INILAHCOM, Jakarta - Direktur Tindak Pidana Ekonomi Khusus (Tipideksus) Bareskrim Polri Brigadir Jenderal Polisi Agung Setya menyebut bahwa budaya penggunaan software palsu di Indonesia adalah suatu fenomena kebodohan.
"Kebodohan masa lalu saatnya kita tinggalkan. Merugikan Industri dan juga pastinya pengguna itu sendiri," jelas Brigjen Agung saat ditemui INILAHCOM di sela-sela peluncuran Piagam Software Asli (PSA) di Jakarta, Senin (23/10/2017).
Menurut dia, sofware bajakan itu melanggar hak intelektual pemegang hak cipta dan hak konsumen yang perlu dilindungi.
"Karena kami bekerja berdasarkan delik aduan.

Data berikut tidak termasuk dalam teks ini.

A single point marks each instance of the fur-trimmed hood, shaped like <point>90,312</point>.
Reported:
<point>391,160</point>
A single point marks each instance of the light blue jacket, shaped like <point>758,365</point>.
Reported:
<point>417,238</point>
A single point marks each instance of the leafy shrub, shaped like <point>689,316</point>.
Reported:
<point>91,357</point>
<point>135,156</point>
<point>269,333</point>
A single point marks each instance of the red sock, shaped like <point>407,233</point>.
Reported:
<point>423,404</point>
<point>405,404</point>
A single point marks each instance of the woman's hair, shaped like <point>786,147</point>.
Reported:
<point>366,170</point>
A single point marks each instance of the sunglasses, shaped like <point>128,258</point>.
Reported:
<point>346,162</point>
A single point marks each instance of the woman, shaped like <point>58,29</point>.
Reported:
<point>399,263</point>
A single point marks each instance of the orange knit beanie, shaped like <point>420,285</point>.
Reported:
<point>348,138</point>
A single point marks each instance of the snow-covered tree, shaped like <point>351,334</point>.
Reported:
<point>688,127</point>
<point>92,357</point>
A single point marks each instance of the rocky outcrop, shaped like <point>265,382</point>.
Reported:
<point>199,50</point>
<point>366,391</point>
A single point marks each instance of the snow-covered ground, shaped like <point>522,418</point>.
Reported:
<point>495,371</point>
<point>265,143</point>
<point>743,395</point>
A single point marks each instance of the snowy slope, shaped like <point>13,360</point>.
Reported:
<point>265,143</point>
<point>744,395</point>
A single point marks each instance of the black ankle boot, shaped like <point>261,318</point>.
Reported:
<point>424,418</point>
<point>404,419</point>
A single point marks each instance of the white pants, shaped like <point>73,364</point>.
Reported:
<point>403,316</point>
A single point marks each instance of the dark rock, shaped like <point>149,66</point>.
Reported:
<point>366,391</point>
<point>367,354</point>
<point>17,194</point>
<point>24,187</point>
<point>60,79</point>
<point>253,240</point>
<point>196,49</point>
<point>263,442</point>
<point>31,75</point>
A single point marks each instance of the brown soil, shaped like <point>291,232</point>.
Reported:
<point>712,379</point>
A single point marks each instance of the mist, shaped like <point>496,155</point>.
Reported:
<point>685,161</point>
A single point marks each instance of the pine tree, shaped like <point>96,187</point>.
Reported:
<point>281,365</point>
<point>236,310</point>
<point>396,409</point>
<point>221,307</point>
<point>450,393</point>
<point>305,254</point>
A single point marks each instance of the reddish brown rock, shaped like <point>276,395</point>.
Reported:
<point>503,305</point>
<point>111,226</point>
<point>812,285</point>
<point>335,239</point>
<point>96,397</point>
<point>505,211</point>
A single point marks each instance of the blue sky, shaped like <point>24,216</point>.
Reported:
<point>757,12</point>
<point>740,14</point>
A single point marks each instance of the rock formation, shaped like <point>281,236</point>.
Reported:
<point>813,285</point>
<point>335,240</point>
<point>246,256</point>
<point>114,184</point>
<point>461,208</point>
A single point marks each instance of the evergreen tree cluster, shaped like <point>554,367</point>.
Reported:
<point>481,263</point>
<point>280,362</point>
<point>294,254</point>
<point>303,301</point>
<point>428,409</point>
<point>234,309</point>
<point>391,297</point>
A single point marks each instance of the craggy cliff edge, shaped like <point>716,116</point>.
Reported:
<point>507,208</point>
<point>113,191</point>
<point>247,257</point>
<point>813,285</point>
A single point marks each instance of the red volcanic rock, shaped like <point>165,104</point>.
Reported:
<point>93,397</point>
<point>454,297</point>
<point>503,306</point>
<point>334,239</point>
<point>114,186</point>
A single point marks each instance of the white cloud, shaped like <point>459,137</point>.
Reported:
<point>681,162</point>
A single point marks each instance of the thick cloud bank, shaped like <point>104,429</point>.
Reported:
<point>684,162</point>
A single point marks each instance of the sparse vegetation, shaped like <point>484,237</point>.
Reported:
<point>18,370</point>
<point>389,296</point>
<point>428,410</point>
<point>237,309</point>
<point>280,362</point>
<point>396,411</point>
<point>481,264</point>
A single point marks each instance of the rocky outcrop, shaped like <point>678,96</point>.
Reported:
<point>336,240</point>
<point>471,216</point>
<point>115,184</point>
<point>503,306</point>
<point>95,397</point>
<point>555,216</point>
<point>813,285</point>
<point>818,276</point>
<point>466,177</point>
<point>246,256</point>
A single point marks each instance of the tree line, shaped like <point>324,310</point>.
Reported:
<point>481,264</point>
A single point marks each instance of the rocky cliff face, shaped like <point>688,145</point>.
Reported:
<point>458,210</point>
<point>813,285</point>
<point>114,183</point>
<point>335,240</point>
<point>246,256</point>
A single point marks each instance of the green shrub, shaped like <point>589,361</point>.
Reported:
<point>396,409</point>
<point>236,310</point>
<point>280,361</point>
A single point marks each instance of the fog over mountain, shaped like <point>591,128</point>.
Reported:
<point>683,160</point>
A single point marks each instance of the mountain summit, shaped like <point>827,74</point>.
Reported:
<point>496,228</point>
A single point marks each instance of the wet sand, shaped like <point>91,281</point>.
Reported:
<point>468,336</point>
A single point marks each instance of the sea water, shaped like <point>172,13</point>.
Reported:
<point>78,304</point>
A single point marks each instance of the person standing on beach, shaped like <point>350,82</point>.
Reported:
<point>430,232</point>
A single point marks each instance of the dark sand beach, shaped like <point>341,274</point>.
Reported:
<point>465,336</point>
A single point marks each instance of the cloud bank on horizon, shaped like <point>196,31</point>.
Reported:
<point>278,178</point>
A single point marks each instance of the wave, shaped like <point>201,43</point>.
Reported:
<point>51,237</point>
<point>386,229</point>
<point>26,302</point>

Tidak bisa serta-merta melakukan penindakan, kendati infrastruktur siber yang dimiliki kami memungkinkan itu," kata Brigjen Agung seraya menambahkan bahwa para pelaku pembajakan memang menghendaki tidak ada kolaborasi aparat dalam menumpas barang palsu, sehingga pergerakan mereka lebih bebas.
Untuk itu, lanjut dia, Polri bersama Masyarakat Indonesia Anti-Pemalsuan (MIAP) dengan Pusat Integritas Digital Asia (ACDI) akan bersinergi dalam mengedukasi mengenai pentingnya menggunakan perangkat lunak asli demi keamanan dari risiko kejahatan siber.
"Dengan kolaborasi yang kita punya, kita akan terus mencari, temukan, dan kita pukul keras kejahatan siber ini," tegas jenderal bintang satu itu.
Tingkat keinginan memakai produk palsu masih tinggi
MIAP dalam sebuah survei bersama Fakultas Ekonomi Universitas Indonesia (FEUI) terhadap 500 responden perusahan di Jakarta dan Surabaya, mendapati masih adanya niat untuk menggunakan produk palsu yang tinggi, terutama keinginan menggunakan produk elektronik 'KW' alias bajakan.
"Kami lakukan studi willingness ke konsumen terhadap tujuh bidang industri. Dari 500 responden, ketika ditanya masih ingin gunakan produk bajakan atau palsu, jawabannya masih. Elektronik bajakan paling diminati hingga 50 persen responden, dikuti software bajakan di level 30-an persen. Ini merupakan angka yang mengkhawatirkan," ungkap Justisiari P. Kusumah, Ketua MIAP.
"Di beberapa perusahaan bahkan ada produk jasa yang dinikmati konsumen. Misalnya di bank, kalau mereka menggunakan sofware bajakan, data nasabah akan sulit dijaga keamanannya, karena ada risiko malware, maka akan merugikan nasabah," sambungnya.
Untuk itu, melalui program PSA ini, perusahaan akan diaudit dan diedukasi soal bahaya penggunaan sofware palsu.
"Kita berharap perusahaan bisa meng-comply, sehingga produknya aman dan saat memasuki pemasaran di negara lain, bisa diakui," pungkas Justisiari.